Oswald Letter

Embrace your workers’ curiosity

by Dan Oswald

I’ve been reading Tell My Sons . . . by Lieutenant Colonel Mark Weber. The book is filled with the life lessons he has learned. After a routine Army physical revealed he had stage IV intestinal cancer, he began a battle for his life that he ultimately will lose. When he realized he wouldn’t be able to conquer his cancer, he began writing a letter to his three sons, which became this book.

One piece of advice from Weber to his sons struck me as I read the book this morning. He writes, “I propose to you that you’ll find answers to your questions by taking just one step beyond what others tell you that you shouldn’t. Be curious and ask just one more question. Be persistent and insist on just one more consideration. Speak out. At least try.”

That’s a lot of advice packed into just a few sentences, and all of it is sound. Weber tells his boys, “Be curious and ask just one more question.” That’s great advice for you and for me. A healthy curiosity can be an asset in the workplace. Asking questions—figuring out how things work or why they are a certain way—can lead to new discoveries. Being curious and encouraging your people to be the same can result in new breakthroughs and lead to exciting opportunities.

Earlier in my career, I was traveling with my boss. This was in the mid-1990s, and we were flying home from Washington, D.C.’s Reagan National Airport. As was our custom, we had checked our luggage and were sitting in the gate area carrying on a conversation and waiting for all the other passengers to board. Instead of standing in line, we would remain comfortably in our seats and listen for the final boarding call.

But this time something different happened. Instead of hearing a final boarding call for the flight, we heard our names being called. The airline knew exactly which passengers hadn’t boarded the flight. It seems like an ordinary occurrence today, but at the time, we had never experienced this. As we approached the gate attendant and handed her our tickets to board the flight, I asked, “How did you know we weren’t already on the plane?”

The airline employee didn’t just tell me—she also showed me. She ran the ticket below a bar code reader and told me how every ticket now was tied back to the individual passenger. Like I said, it seems like a no-brainer today, but at the time it was new technology. As we walked down the Jetway, my boss said, “That’s one of the things that makes you good at what you do.” Not understanding what he meant, I asked, “What’s that?” His reply came, “Your curiosity. You could have just handed her your ticket and boarded the plane, but you wanted to know how it worked—how they could have known that we were the two passengers still not on the plane. So you asked.”

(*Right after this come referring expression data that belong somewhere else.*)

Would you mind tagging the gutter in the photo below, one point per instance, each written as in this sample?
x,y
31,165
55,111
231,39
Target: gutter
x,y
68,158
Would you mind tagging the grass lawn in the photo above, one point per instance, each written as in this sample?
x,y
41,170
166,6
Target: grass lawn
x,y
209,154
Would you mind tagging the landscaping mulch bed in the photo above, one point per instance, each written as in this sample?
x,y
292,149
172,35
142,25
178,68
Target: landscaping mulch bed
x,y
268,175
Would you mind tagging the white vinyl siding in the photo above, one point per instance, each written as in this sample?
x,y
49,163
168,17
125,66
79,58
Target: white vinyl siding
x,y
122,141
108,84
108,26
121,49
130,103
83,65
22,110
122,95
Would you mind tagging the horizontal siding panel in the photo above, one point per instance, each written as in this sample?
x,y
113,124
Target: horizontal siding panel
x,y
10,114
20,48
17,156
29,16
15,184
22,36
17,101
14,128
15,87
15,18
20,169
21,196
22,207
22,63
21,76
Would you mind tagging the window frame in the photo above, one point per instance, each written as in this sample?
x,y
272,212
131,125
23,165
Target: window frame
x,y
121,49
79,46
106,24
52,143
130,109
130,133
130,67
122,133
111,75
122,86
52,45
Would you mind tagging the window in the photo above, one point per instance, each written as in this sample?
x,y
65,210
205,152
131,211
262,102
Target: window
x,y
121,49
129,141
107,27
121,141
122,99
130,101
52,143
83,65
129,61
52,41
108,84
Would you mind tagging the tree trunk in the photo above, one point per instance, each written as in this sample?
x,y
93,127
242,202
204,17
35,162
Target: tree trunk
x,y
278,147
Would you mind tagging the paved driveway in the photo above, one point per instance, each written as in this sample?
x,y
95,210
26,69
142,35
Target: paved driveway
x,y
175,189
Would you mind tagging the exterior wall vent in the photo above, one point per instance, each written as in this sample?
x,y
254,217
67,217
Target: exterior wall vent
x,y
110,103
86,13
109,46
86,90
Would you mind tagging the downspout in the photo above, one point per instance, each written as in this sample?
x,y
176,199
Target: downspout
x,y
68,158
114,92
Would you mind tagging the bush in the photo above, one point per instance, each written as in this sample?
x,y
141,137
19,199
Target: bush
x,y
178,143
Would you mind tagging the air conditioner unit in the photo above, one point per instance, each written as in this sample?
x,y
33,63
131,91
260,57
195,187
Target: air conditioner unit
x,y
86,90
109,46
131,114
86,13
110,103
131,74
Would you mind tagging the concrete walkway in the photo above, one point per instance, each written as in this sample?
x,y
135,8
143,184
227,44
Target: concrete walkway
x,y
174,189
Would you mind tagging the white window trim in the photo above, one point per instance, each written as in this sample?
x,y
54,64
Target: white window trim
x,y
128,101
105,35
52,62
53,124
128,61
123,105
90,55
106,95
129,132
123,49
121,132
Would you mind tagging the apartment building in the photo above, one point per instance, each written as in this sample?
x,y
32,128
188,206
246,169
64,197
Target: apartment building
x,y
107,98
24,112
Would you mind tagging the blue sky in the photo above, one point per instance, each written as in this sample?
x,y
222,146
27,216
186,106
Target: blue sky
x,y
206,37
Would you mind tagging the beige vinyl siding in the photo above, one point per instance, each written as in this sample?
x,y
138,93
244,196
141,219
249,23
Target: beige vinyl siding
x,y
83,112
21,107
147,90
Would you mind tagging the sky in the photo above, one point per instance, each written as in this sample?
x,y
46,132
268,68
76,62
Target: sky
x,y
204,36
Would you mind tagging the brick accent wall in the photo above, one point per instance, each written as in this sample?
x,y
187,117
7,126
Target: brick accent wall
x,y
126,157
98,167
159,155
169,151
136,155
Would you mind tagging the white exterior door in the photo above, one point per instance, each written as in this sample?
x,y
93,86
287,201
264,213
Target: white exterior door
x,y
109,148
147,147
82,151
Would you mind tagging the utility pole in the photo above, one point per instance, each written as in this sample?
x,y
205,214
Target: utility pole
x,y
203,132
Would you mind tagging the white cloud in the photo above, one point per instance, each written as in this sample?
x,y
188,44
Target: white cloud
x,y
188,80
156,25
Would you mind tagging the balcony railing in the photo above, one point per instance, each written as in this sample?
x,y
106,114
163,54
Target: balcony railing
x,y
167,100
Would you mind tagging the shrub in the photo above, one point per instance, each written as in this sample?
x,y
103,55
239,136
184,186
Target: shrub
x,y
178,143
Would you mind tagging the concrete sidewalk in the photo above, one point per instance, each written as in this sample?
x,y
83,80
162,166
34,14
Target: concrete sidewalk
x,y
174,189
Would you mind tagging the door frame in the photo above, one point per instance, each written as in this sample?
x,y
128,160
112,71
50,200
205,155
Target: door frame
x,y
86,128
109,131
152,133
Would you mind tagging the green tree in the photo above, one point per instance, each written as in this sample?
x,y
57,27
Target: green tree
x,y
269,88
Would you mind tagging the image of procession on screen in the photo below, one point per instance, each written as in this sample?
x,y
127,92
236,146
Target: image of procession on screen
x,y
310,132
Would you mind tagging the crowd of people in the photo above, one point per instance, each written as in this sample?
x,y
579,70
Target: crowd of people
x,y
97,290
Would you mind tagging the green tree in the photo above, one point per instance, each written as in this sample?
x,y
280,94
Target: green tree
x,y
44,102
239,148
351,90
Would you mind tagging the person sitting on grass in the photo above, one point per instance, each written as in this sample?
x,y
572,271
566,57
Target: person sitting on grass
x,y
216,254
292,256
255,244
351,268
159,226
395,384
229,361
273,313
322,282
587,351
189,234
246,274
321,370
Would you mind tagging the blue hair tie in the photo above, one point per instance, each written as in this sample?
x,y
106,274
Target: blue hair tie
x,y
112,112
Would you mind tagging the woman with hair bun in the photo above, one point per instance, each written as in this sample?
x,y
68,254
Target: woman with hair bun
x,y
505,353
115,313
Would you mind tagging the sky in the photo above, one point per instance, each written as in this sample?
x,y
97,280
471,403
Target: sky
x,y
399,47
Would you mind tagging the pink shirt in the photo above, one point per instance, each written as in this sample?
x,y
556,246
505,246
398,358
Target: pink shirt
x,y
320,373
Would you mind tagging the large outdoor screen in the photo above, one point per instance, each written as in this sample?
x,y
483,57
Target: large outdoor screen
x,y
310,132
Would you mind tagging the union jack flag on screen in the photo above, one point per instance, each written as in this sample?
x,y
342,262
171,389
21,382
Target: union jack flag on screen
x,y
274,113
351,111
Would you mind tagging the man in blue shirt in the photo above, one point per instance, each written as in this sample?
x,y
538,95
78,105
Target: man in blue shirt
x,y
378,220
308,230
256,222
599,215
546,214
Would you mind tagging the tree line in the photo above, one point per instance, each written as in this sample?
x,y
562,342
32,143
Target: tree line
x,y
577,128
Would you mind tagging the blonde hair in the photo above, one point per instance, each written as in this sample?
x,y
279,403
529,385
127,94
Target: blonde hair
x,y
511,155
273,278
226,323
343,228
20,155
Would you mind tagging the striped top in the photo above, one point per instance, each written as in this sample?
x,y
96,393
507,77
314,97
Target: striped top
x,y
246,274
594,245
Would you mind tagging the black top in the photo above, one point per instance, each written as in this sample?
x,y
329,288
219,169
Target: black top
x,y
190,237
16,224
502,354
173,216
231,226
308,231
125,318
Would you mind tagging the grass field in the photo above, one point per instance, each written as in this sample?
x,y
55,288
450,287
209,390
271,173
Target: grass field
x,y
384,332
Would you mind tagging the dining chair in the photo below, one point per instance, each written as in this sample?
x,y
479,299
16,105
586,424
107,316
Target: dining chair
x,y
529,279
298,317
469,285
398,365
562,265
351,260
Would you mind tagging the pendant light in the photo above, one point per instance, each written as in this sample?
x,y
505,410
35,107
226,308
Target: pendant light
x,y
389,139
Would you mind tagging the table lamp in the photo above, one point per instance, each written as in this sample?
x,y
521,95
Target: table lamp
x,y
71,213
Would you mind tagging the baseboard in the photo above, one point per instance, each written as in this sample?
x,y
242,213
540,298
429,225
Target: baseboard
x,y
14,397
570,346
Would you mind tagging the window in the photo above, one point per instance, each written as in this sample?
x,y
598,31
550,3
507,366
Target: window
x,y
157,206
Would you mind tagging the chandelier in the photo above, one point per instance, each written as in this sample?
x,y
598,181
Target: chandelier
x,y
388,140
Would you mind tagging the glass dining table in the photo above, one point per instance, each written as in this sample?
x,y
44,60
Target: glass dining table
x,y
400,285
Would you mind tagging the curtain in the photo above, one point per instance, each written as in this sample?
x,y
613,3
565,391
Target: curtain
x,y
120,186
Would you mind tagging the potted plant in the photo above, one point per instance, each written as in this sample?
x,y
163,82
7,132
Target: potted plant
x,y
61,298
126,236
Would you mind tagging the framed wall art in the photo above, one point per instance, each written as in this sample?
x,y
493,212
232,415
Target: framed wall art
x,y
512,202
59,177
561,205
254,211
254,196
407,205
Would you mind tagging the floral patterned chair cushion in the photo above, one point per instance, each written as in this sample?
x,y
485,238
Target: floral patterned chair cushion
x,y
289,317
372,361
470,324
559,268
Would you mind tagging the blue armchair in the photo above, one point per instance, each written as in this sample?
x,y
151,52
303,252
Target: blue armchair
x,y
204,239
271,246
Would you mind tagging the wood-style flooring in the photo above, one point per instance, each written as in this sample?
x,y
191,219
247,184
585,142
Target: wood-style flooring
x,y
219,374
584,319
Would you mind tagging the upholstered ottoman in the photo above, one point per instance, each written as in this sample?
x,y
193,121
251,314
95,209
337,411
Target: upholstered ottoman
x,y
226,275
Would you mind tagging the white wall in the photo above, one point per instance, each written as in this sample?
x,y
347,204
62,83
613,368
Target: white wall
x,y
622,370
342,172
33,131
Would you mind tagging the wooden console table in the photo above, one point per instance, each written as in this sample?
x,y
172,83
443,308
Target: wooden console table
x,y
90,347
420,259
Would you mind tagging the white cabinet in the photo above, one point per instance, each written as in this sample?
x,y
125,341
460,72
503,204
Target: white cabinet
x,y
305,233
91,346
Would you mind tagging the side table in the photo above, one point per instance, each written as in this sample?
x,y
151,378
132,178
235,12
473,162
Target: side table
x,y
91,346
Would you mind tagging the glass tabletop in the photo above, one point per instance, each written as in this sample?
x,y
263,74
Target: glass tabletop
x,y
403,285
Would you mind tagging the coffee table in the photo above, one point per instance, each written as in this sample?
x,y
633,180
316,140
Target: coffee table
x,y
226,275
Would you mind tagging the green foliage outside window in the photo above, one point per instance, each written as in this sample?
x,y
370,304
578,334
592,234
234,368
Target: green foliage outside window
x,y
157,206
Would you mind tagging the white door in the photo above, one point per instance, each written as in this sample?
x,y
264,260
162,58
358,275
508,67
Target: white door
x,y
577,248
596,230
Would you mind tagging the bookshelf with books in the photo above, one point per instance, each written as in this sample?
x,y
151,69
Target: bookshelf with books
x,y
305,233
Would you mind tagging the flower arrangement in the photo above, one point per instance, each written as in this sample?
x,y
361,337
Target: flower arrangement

Without really thinking about it, I had done what Weber suggests to his sons—I had been curious and had asked one more question. Through my curiosity, I had learned something. What I could or would do with that knowledge is anyone’s guess. I can’t tell you that it led to any great breakthrough or that it led to some innovation in our business, but it could have or still may. The point is that being curious and asking questions will lead to greater knowledge, and that’s a good thing. Being curious and asking questions will lead to new information, and that’s a good thing. So I suggest to you that you should be curious, and as a manager, you should encourage your people to do the same.

When an employee asks you a question—why something is done a certain way or even done at all—do you take the time to explain it, or are you more apt to brush the question off with, “Don’t worry about why; just do it”? You see, if we as managers don’t embrace the questions those who work for us ask, then we’re discouraging their curiosity. And when you discourage curiosity, you’re standing in the way of their gaining new information and knowledge. No manager should ever want to do that to the people who work for him.

Encourage your people to ask questions. Embrace their curiosity. And when those questions are directed at you, take the time to provide meaningful answers because that’s how they’ll learn. You want your people to be curious and ask questions—doing so can lead to exciting and wonderful things.